Azerbaycan, öncelikle bu nedenle Ermenistan’a güven duymamaktadır.
Her ne kadar Azerbaycan, 44 günlük İkinci Karabağ Savaşı ve yerel çaplı antiterör operasyonlarıyla topraklarını Ermenistan işgalinden kurtarmış olsa da, gelecekte Ermenistan’ın yeniden işgale kalkışma ihtimalini göz ardı etmiyor.
Bugün ise Azerbaycan güçlüdür; ancak ileride bu dengenin değişmeyeceğine kimse garanti veremez. Öte yandan, Ermenistan anayasası ve bağımsızlık bildirgesi, Ermenistan’ın Azerbaycan topraklarını işgal etmesi için hukuki bir zemin oluşturmaktadır. Bu belgeler yalnızca Azerbaycan’a değil, aynı zamanda Türkiye topraklarına yönelik de dolaylı iddialar içermektedir.
Örneğin, Ermenistan’ın Bağımsızlık Bildirgesi’nin 11. maddesinde şu ifadeye yer verilir:
"Ermenistan Cumhuriyeti, Osmanlı Türkiye’si ve Batı Ermenistan’da işlenen 1915 soykırımının uluslararası alanda tanınması görevini desteklemektedir."
Burada geçen “Batı Ermenistan” ifadesi, günümüz Türkiye’sinin doğu bölgelerini kapsamakta ve bu açık bir toprak iddiası anlamına gelmektedir.
Yine, Ermenistan Anayasası'nın 1. maddesinde şu ifadeler yer alır:
"Ermeni halkı, Ermeni devletinin temel ilkelerine ve Ermenistan Bağımsızlık Bildirgesi’nde belirlenen ulusal hedeflere dayanarak, egemenliğin yeniden tesisi için özgürlüksever atalarının kutsal emrini yerine getiriyor."
Bu da açık bir şekilde toprak iddiasıdır.
Burada “ulusal hedeflere dayanarak egemenliğin yeniden tesisi” ifadesiyle, aslında eski Dağlık Karabağ Muhtar Bölgesi'nin Ermenistan’a birleştirilmesi ve “Batı Ermenistan” adı altında Türkiye’nin altı doğu vilayetinin (Erzurum, Van, Bitlis, Diyarbakır, Harput ve Sivas) Ermenistan’a ait olduğu ima edilmektedir. Hatta Ermenistan, Gürcistan’ın Cavahetiya Bölgesi'ni de kendi tarihi toprağı olarak görmektedir. İşte tam da bu nedenle, Azerbaycan bugün Ermenistan Anayasası'nın ve bağımsızlık bildirgesinin değiştirilmesini talep etmektedir.

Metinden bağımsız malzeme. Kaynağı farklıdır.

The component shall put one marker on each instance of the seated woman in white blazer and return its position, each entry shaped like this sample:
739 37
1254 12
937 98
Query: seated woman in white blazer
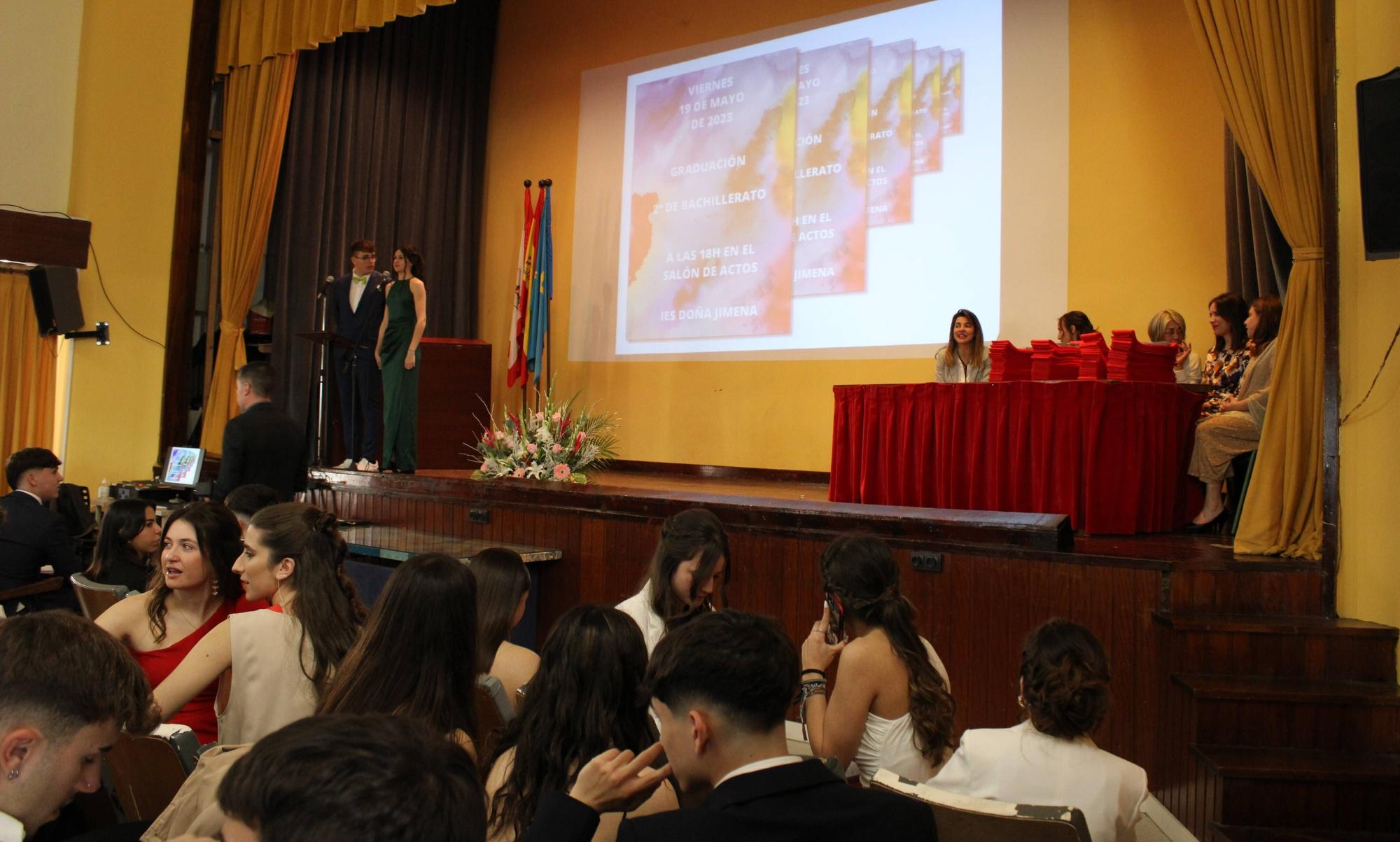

Ermenistan tarafı, bir süredir Bakü’nün bu talebine direnç gösteriyordu. Örneğin, Başbakan Paşinyan, Ermenistan Anayasası’nın yeni metninin 2026 yılı Aralık ayına kadar hazırlanması ve 2027 yılında değerlendirilmesi talimatını vermişti. Ancak Başbakan, son açıklamalarından birinde Ermenistan’daki önceki anayasa referandumlarının halkın iradesini yansıtmadığını ifade etti.
Şöyle dedi:
“Adalet sektöründeki problemler de bu nedenle doğuyor. Bu boşluk, diğer meselelerle birlikte, tüm anayasa referandumlarında kamuoyunun, resmî sonuçların halkın iradesini tam anlamıyla yansıtmadığına dair inancından kaynaklanıyor.”
Görüldüğü gibi Paşinyan’ın bu açıklamasında anayasanın yeni metninin hazırlanması sürecinde bir hızlanma sezilmektedir. Her ne kadar bu değişikliği iç sorunlara bağlasa da, esas neden farklıdır: Asıl sebep, Azerbaycan’ın bu meselede Ermenistan’a taviz vermemesidir.
Sonuç olarak, Azerbaycan tarafı, Ermenistan anayasası ve bağımsızlık bildirgesindeki toprak iddialarının ortadan kaldırılmasını talep etmektedir. Bu gerçekleşmediği takdirde, Bakü dolaylı şekilde barışın imkânsız olduğu mesajını vermektedir.